Un soleil à peine voilé
Galerie de l'Académie des Beaux-Arts, Paris
2025
"En avril 2025, un black-out a sévi sur la péninsule ibérique. Sept heures de silence, sept heures d’arrêt, où l’infrastructure invisible qui gouverne nos existences s’est révélée soudainement fragile. Les flux d’informations et financiers se sont taris, les écrans se sont éteints tandis que les injonctions du système économique se sont révélées caduques. La sidération a laissé place à l’insouciance, et de nombreuses personnes se sont alors dirigées vers les plages pour aller se baigner. Ce geste de jouissance et de résistance arraché au chaos, fait partie du référentiel permettant d’appréhender les recherches menées par Elouan Le Bars.

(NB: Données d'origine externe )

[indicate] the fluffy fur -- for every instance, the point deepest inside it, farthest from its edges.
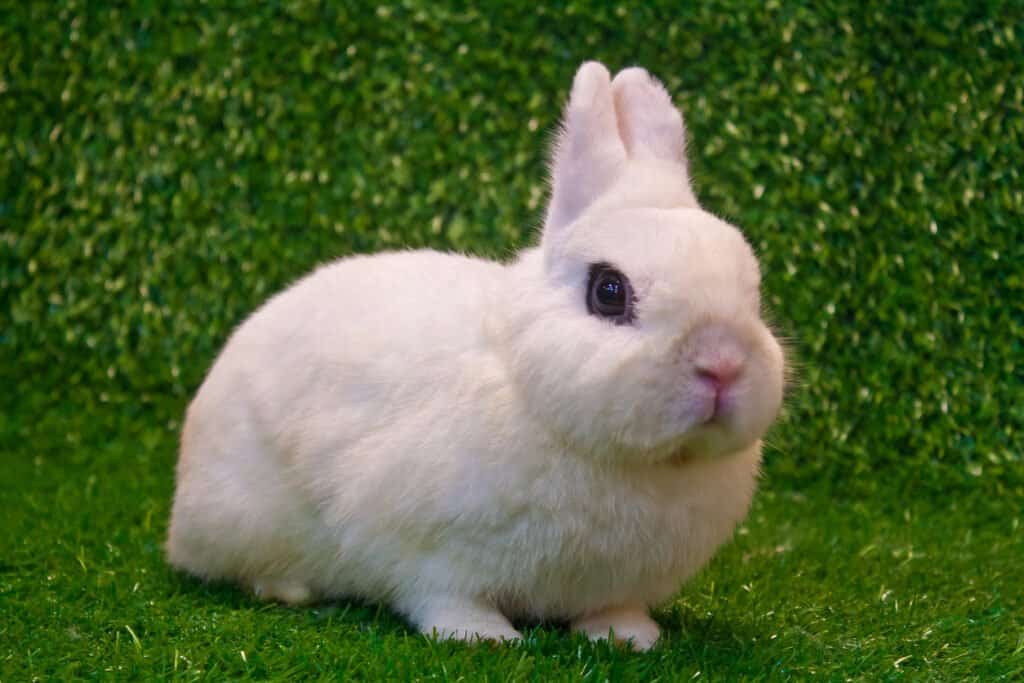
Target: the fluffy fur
(462, 440)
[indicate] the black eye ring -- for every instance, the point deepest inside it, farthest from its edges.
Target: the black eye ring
(609, 294)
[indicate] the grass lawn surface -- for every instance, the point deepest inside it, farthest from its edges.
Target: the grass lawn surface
(164, 170)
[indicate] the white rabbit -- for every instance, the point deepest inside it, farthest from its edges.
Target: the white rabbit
(566, 436)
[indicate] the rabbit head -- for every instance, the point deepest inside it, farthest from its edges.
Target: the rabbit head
(636, 330)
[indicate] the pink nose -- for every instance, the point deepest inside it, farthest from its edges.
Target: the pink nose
(720, 374)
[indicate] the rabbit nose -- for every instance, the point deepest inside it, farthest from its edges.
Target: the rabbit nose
(719, 373)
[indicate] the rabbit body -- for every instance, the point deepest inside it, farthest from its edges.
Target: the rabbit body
(460, 439)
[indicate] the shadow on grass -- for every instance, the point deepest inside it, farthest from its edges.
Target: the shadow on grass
(683, 631)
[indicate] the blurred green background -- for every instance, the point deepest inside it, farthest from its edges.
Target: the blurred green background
(164, 168)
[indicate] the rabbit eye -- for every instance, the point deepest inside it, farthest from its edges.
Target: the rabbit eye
(609, 294)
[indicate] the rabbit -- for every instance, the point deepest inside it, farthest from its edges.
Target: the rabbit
(565, 436)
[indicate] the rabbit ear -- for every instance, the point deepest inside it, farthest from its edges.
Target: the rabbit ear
(650, 125)
(589, 153)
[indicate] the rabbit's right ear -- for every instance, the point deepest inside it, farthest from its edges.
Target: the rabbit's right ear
(589, 153)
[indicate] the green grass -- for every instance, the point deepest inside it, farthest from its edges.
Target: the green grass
(162, 172)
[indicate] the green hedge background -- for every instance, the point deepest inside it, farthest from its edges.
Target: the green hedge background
(165, 167)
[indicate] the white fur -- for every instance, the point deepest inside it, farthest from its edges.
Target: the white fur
(462, 440)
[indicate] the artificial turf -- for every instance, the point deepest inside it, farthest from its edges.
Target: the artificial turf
(164, 169)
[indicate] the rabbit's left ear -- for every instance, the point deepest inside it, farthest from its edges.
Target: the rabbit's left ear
(589, 153)
(649, 123)
(606, 124)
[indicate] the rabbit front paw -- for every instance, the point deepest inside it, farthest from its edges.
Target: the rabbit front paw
(629, 625)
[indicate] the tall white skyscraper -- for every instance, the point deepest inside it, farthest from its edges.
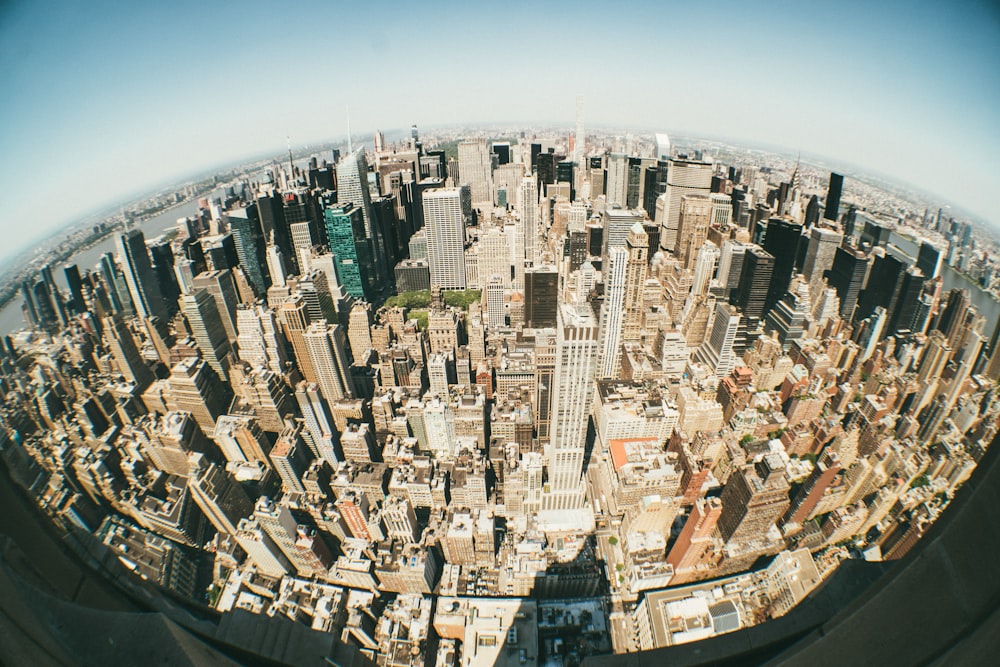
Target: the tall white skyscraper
(494, 256)
(662, 146)
(612, 313)
(684, 176)
(317, 418)
(143, 286)
(822, 248)
(325, 346)
(528, 209)
(616, 191)
(474, 169)
(572, 397)
(717, 351)
(578, 148)
(260, 342)
(445, 213)
(638, 252)
(493, 296)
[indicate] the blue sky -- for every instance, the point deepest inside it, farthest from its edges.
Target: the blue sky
(102, 100)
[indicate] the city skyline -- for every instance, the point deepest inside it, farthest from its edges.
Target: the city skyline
(92, 88)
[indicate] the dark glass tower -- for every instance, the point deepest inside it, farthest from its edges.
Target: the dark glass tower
(847, 276)
(833, 197)
(541, 289)
(345, 228)
(782, 242)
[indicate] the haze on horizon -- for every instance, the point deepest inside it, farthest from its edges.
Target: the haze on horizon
(108, 99)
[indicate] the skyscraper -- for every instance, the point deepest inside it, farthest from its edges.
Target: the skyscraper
(139, 275)
(475, 170)
(717, 351)
(222, 288)
(572, 397)
(752, 499)
(684, 176)
(616, 189)
(578, 148)
(782, 242)
(317, 418)
(203, 317)
(850, 267)
(832, 209)
(692, 227)
(325, 347)
(352, 187)
(609, 358)
(446, 212)
(637, 245)
(820, 253)
(351, 248)
(541, 290)
(126, 355)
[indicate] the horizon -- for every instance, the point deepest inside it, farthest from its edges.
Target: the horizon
(871, 87)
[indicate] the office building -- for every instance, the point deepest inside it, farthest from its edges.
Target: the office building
(684, 176)
(446, 213)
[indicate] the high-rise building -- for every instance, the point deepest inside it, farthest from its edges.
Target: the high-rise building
(616, 189)
(528, 209)
(579, 148)
(609, 351)
(202, 313)
(692, 227)
(139, 275)
(717, 351)
(352, 250)
(316, 416)
(572, 399)
(359, 330)
(820, 253)
(929, 260)
(541, 289)
(195, 388)
(290, 459)
(755, 280)
(324, 344)
(446, 212)
(751, 294)
(127, 357)
(847, 275)
(474, 168)
(352, 187)
(72, 274)
(637, 245)
(249, 242)
(617, 224)
(782, 241)
(260, 341)
(294, 317)
(221, 286)
(684, 176)
(753, 498)
(833, 193)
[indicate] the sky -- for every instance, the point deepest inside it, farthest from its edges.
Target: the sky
(102, 100)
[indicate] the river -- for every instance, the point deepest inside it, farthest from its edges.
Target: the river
(11, 317)
(985, 302)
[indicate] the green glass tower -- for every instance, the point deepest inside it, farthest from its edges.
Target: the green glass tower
(345, 230)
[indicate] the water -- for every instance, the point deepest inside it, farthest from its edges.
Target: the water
(11, 317)
(985, 303)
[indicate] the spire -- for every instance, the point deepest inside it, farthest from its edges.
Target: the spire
(350, 147)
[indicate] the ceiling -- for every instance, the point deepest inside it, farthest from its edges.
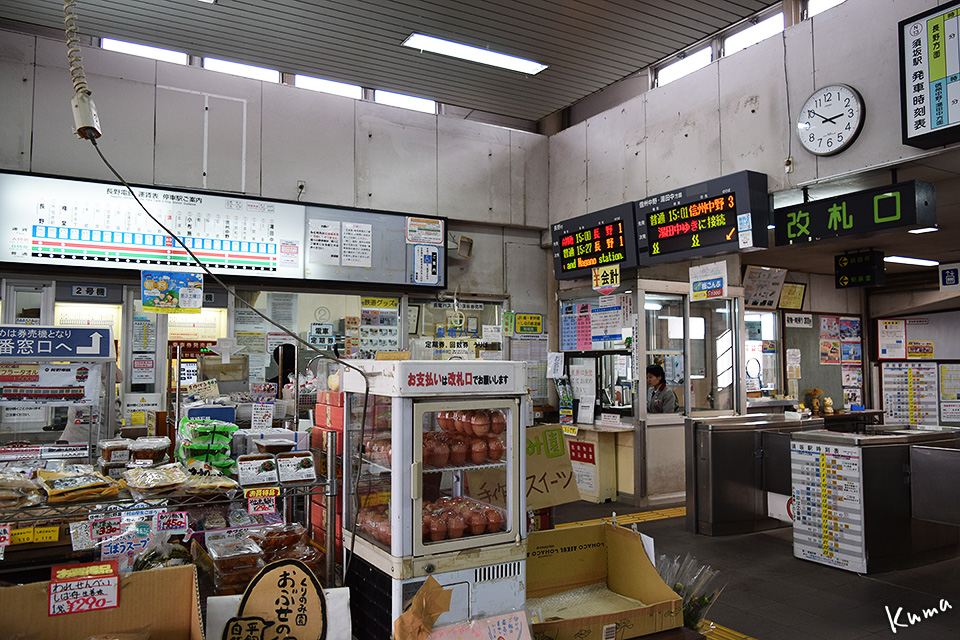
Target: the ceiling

Les œuvres d’Elouan Le Bars apparaissent comme autant d’enquêtes fictionnelles sur les épiphénomènes d’un monde malade. Elles révèlent un éventail de stratégies fragiles mises en place pour résister à la perte de sens généralisée qui caractérise notre époque. Dans la vidéo Peak Performance (2024), les participants, livrés à eux-mêmes, rejouent des protocoles destinés aux salariés du tertiaire, de ceux pris au piège du management. L’artiste a mis en place un jeu de réinvention des rôles, permettant aux acteurs de performer un rôle que l’on devine être celui qu’ils endossent dans le monde du travail. Un jeu accentué par les costumes et le rapport à l’espace. Le montage superpose ainsi l’artifice et l’intime. Les protagonistes se retrouvent à ériger des architectures précaires avec des bâtons de glace ou à manipuler de la paille, ce symbole du labeur d’un autre siècle. Dans ce montage de scènes à priori anodines, dans ce regard qui refuse d’asséner une vérité mais s’attache aux failles, se déploie la force d’Elouan Le Bars: il révèle l’incohérence systémique d’un monde du travail qui fragilise les plus précaires. Cependant, les personnages qui se meuvent, s’expriment et se confient, ne sont pas dans une position de fragilité, ils sont réunis par la force d’une communauté de l’instant.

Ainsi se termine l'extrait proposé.